Clarkson University Student Evie Brahmstedt will be presenting her talk titled “Mercury, Wetlands, and Water Level Changes: What Could Go Wrong?” on Wednesday at Schnitzels, 158 Pitt St. Cornwall, ON as part of the River Institute’s Nature on Tap Series.
Mercury is a potent neurotoxin that can pose detrimental health risks to both humans and wildlife. In the Upper St. Lawrence River, most mercury is deposited from the atmosphere but originates from current and past coal-burning power plants in southern Ontario, and from as far as the mid-west United States and even China. The combination of mercury in extensive cattail wetlands and changing water levels presents a potential “perfect storm” for mercury contamination within the Upper St. Lawrence River food web. Who will be impacted? Fish? Birds? Humans?
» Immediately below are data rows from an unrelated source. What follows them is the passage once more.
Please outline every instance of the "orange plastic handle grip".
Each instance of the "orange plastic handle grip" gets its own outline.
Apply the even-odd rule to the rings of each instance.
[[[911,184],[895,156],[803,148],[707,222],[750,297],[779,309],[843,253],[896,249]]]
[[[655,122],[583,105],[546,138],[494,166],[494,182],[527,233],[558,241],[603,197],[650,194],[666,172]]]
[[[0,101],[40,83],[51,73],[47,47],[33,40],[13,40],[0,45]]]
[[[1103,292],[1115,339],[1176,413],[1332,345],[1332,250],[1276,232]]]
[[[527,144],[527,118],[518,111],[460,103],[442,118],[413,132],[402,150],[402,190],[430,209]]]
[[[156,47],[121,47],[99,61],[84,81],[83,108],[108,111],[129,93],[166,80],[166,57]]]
In this talk, Brahmstedt will be explaining, how, why, and what she is doing to determine the magnitude of risk posed by mercury in these wetlands.
Brahmstedt is an Environmental Science & Engineering PhD candidate at Clarkson University’s Institute for a Sustainable Environment. In Dr. Michael Twiss’s limnology lab, she studies mercury cycling in freshwater riparian wetlands, with a focus on the Upper St. Lawrence River. Upon completing her PhD education, Brahmstedt hopes to find a position where she can further her research on pollution and freshwater wetland systems, teach and inspire future scientists, and also participate in environmental management by involving herself in organizations that function at the interface between science and policy.